Eis que adveio o Decreto n.º8284/2014, em que institui a chamada Política Nacional de Participação Social (PNPS). A principal meta da Política Nacional é acompanhar a formulação, a execução, o monitoramento e a avaliação de programas e políticas públicas, assim como o aprimoramento da gestão pública.
O que o decreto visa é estimular a participação popular, em consonância com a previsão constitucional e com os anseios populares de 2013, aprimorando a relação do Poder Executivo Federal com a sociedade civil. Segundo o decreto, essa participação se daria por meio de um conselho de políticas públicas (cuja participação seria fundamental nas decisões de políticas públicas), uma conferência nacional (onde, com frequência regular, essa instância debateria, formularia e avaliaria as políticas públicas), uma ouvidoria federal e, por fim, audiências públicas.
A participação da sociedade civil na formulação e execução de políticas públicas não é algo recente em nossa democracia, outras legislações infraconstitucionais preveem a participação popular nas políticas públicas. De maneira exemplificativa, podemos citar a Lei Federal n.º 9.790, de 23 de março de 1999, que criou as Organizações da Sociedade Civil de Interesse Público, e a Lei Federal n.º 9.637, de 15 de maio de 1998, que criou as Organizações Sociais. Possibilitando que as mesmas pudessem firmar termo de parceria e contrato de gestão com o poder público visando auxiliar o poder público na prestação e execução de atividades de relevância social.
Além disso,  outros dispositivos constitucionais trazem de forma implícita e explícita a participação popular, tais como nas diretrizes do Sistema Único de Saúde (Art 198, III, da CF/88); a Diretriz da Assistência Social (Art. 204, II, da CF/88); a Participação na Seguridade Social (Art. 194, parágrafo único, VII, da CF/88); a Participação no Sistema Nacional de Cultura (Art 216, § 1º, X, da CF/88); a  Participação nos órgãos públicos que tratam dos direitos previdenciários e profissionais dos trabalhadores; e a Gestão do Fundo de Combate e Erradicação da Pobreza (Art. 79, parágrafo único, do Ato das Disposições Constitucionais Transitórias da CF/88).
Além da Constituição Federal, a participação social também é assegurada, no âmbito internacional, pelo Pacto de San Jose da Costa Rica, promulgado pelo Brasil em 1992 (ver Decreto Legislativo nº 27 de 1992):“Artigo 23 – Direitos políticos: 1. Todos os cidadãos devem gozar dos seguintes direitos e oportunidades: a) de participar da condução dos assuntos públicos, diretamente ou por meio de representantes livremente eleitos”.
Na região Norte, em especial, a Política Nacional de Participação Popular  tem papel de grande destaque e relevância, uma vez que permite à população desta região do país participar da vida pública, exterminando de vez práticas ultrapassadas ligadas ao coronelismo que maculam nosso Estado Democrático de Direito.
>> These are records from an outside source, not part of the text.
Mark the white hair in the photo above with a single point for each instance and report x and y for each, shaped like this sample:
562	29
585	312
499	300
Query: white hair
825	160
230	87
No tocante à Defensoria Pública, a existência dessa Política Nacional é de extrema importância e vai ao encontro dos seus objetivos. A Defensoria Pública tem como missão institucional, estabelecida Constitucionalmente, pelo art. 134:
“A Defensoria Pública é instituição permanente, essencial à função jurisdicional do Estado, incumbindo-lhe, como expressão e instrumento do regime democrático, fundamentalmente, a orientação jurídica, a promoção dos direitos humanos e a defesa, em todos os graus, judicial e extrajudicial, dos direitos individuais e coletivos, de forma integral e gratuita, aos necessitados, na forma do inciso LXXIV do art. 5º desta Constituição Federal”. (grifamos)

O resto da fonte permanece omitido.